The closures design doc was accepted in December but there’s been no activity since then. I think it’s time to do this.
Tagging everyone who participated in the design-doc discussion:
@Bob_Carpenter, @seantalts, @wds15, @Matthijs, @bbbales2
Unfortunately the design-doc has no plan for how to implement it. The implementation section is only a sentence about C++ lambdas. It will not work because lambdas cannot autodiff correctly in higher-order functions.
Probably the easiest C++ implementation is to convert captured variables into extra parameters (“lambda-lifting”) and piggyback on the variadic arguments proposal. I think I could make this work by the time Stan math supports variadic arguments.
But let’s consider supporting proper closures directly in the math library.
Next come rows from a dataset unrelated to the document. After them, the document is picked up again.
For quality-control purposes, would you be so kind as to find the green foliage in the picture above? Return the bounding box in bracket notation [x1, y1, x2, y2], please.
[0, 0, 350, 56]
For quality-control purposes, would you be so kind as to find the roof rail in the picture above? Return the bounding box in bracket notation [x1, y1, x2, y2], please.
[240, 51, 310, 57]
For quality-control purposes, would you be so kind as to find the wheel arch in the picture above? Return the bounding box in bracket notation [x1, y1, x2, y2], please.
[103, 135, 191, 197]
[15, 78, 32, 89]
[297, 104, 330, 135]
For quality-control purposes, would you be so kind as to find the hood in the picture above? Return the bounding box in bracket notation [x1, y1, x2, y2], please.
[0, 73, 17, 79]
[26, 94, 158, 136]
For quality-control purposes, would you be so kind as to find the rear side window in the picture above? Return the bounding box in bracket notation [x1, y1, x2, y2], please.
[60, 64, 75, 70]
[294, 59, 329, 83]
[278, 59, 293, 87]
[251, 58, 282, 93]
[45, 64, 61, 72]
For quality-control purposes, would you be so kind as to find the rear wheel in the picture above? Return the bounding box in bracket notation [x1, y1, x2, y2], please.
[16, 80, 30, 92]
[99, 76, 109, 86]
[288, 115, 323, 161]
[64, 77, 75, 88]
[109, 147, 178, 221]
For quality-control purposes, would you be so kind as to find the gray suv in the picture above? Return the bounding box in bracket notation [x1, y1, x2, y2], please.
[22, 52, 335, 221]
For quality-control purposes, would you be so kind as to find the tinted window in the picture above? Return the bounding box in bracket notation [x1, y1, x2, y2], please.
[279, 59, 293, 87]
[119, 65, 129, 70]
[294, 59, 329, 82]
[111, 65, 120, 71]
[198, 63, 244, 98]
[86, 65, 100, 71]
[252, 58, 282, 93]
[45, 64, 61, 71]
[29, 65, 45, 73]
Currently the higher-order functions take a “functor” struct.
struct foo_functor__ {
template <typename T0__>
typename boost::math::tools::promote_args<T0__>::type
operator()(const T0__& x, std::ostream* pstream__) const {
return foo(x, pstream__);
}
};
The functor struct contains no data and is default-constructible. ODE solvers store the struct and call it with either var or double arguments depending on where they need autodiff.
The proposed variadic arguments are implemented by passing along an additional opaque tuple.
The parameter pack tuple is accessed with helper functions
-
count_vars(...)
– total number of autodiffable vars -
value_of(...)
– create an identical double-only tuple (same data, no autodiff) -
accumulate_adjoints(double*, ...)
– copy the gradients into a vector -
save_varis(vari**, ...)
– copy the vari pointers into a vector -
deep_copy_vars(...)
– allocate new independent varis for nested autodiff
A “closure” object would combine the callable functor and the parameter pack.
The closure then exposes an API that should be equivalent to the above.
Here’s what I think it would look like.
The user defines a closure and passes it to a higher-order function hof
data { real c; ... }
parameters {
real m;
real s;
...
} model {
real foo(real x) {
return -(x-m)^2/s + c;
}
... = hof(foo, ...);
The compiler translates it to C++
foo_fn__ foo(c, m, s);
... = hof(foo, ...);
where the class is
class foo_fn__ {
double& c;
var& m;
var& s;
public:
int num_vars__;
foo_fn__(double& c_, var& m_, var& s_)
: c(c_), m(m_), s(s_), num_vars__(2) { }
template<typename T>
var operator()(T x) {
return -square(x-m)/s + c;
}
// double interface
class foo_fn_dbl__ {
double& c;
double m;
double s;
public:
foo_fn_dbl__(double& c_, double m_, double s_)
: c(c_), m(m_), s(s_) { }
template<typename T>
double operator()(T x) {
return -square(x-m)/s + c;
}
};
foo_fn_dbl__ value_of_() {
return foo_fn_dbl__(c, value_of(m), value_of(s));
}
// vari interface
void set_zero_adjoints() {
m.vi_->set_zero_adjoint();
s.vi_->set_zero_adjoint();
}
void accumulate_adjoints(double* gradients) {
gradients[0] += m.adj();
gradients[1] += s.adj();
}
void save_varis(vari** varis) {
varis[0] = m.vi_;
varis[1] = s.vi_;
}
foo_fn__ deep_copy_vars() {
// captured vars are references, can't store the copies in the struct
// place the copies e.g. on the nested ad stack
var* m_ = ChainableStack::instance_->memalloc_.alloc_array<var>(1);
*m_ = var(new vari(value_of(m), false));
var* s_ = ChainableStack::instance_->memalloc_.alloc_array<var>(1);
*s_ = var(new vari(value_of(s), false));
return foo_fn__(c, *m_, *s_);
}
};
Additionally MPI map_rect
requires some way to serialize the object but other than that, is this API sufficient for all of our higher-order functions?